Navigating IP Rights In Game Development Consultant Considerations

INTRODUCTION

The present Indian landscape lacks direct intellectual property protections concerning electronic/video games, being complex compositions of various artistic and technical elements such as character designs, backgrounds, soundtracks, narratives, game codes, etc, which not only take years of development and planning, but humongous resources and capital to develop and distribute. It may be noted that the electronic/video games industry faces not only challenges in the realm of creating original narratives/content but also in the absence of codified/specific legislation encompassing the intricacies of the elements of the games, face a myriad of challenges such as game cloning and digital piracy, which lead to unauthorized distribution and replication/reverse engineering of popular games and infringement of their intellectual property. The skill-based games are centred around unique elements which call upon its users to exercise their mental skill, superior learning and adroitness, and these features require sweat and hard work of the author and creator.

In India, the absence of specific regulations for the gaming industry leaves video games uncategorized under intellectual property law. While trademark law can protect the name, characters’ unique identity, symbol etc. of the game, it still leaves a wide array of intellectual property elements unshielded. The software industry has tackled this challenge of infringement by replacing serial numbers and keys with login credentials, thereby, making the gaming software the service, however, with limited success, especially in the context of electronic/video games given the aspect of jail-breaking, side-loading, pirated version with ease, which in the view of the authors are currently protected in a very curtailed and limited manner in the copyright regime.

In India, as there is no specific regulation governing gaming industry, and thus, video games are also not categorized under any specified group of Intellectual Property Law. Although, a description of “cinematography works” does exist in the Copyright Act, 1957 under Section 2 which states “any work of visual recording on any medium produced through a process from which a moving image may be produced by any means and includes a sound recording accompanying such visual recording and ‘cinematograph’ shall be construed as including any work produced by any process analogous to cinematography including video films.”

The preceding description makes it apparent that the “process akin to cinematography” is defined in such a manner that video games are evidently included in the scope of Copyright.

Furthermore, because the Copyright Act permits computer programmes to be secured as literary works according to Article 10 of the Trade Related Intellectual Property Rights Agreement (TRIPs) which specifically provides that computer programs, whether in source code or object code shall be protected as literary works under the Berne Convention, 1971 (Berne Convention).

Even though there is no codified law in order to protect games, but the existing law provides for hypothetical protection for e-Sports, such as Trademark Law which helps protect the e-Sports’ name, the characters unique identification, and the symbol.[1]

CASE LAWS[2]

The courts in India have underscored the necessity of comprehensive copyright protection for all elements of a game, including the musical works, characters and storylines within the games, and the requirement of sound and proper licensing agreements.

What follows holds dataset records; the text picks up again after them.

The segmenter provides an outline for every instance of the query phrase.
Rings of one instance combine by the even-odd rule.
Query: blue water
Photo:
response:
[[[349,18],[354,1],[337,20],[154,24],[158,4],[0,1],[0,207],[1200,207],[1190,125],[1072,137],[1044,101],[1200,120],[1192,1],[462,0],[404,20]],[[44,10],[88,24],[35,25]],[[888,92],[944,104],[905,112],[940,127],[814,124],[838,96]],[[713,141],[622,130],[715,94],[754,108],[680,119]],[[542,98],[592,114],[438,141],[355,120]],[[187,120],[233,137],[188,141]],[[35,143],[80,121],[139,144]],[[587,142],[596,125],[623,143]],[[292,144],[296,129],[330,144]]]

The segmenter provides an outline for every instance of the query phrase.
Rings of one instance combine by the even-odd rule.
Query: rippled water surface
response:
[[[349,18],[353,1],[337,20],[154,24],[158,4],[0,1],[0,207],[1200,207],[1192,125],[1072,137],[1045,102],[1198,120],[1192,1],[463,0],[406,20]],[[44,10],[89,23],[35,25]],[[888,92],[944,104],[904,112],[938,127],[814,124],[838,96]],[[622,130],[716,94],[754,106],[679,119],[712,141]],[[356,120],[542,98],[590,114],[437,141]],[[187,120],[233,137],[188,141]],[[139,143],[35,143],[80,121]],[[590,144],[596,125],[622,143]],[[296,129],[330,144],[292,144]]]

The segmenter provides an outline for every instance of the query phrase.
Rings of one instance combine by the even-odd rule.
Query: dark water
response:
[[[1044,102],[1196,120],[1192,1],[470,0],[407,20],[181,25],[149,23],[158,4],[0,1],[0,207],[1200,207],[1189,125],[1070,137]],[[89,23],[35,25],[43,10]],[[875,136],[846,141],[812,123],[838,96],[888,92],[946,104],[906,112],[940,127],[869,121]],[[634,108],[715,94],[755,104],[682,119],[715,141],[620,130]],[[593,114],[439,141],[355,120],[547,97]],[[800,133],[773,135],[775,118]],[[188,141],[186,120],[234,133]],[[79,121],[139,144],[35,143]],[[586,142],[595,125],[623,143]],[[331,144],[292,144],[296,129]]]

Yet, there are only a handful of cases such as NS Bedi vs NHAI, where the audio-visual element comprising of the unique user interface in a traffic simulation game was conferred copyright protection by the court.

In India, the case of Sony Computer Entertainment Europe Ltd. v. Harmeet Singh2012 SCC OnLine Del 6505, was the only significant judgement on copyright in video games.

The Delhi High Court issued an interim injunction against defendants for copyright infringement under Section 65A of the Act for modifying PlayStation systems to enable pirated games and selling pirated games without a license.

In another case of Tata Sons Limited v. Greenpeace International, 2011 SCC OnLine Del 466, the Delhi High Court was presented with a scenario in which the defendants were exploiting their registered Tata trademark in a game. The game featured turtles attempting to escape the Tata logo in the style of the popular video game Pacman.

The Court weighed the commercial or communicative goal of the speech, as well as the fact that this game was in the form of a parody, in balancing the legislation’s responsibilities under Freedom of Speech and Expression.

In this case, the trademark was used to criticize Tata, hence no infringement occurred.

One such case, that dealt with Copyright issue is Mattel Inc. and Ors. v. Jayant Agarwalla 2008 (153) DLT 548, where the Delhi High Court refused the copyright protection sought by the against the claim of infringement against the Defendant for its game ‘Scrabble’.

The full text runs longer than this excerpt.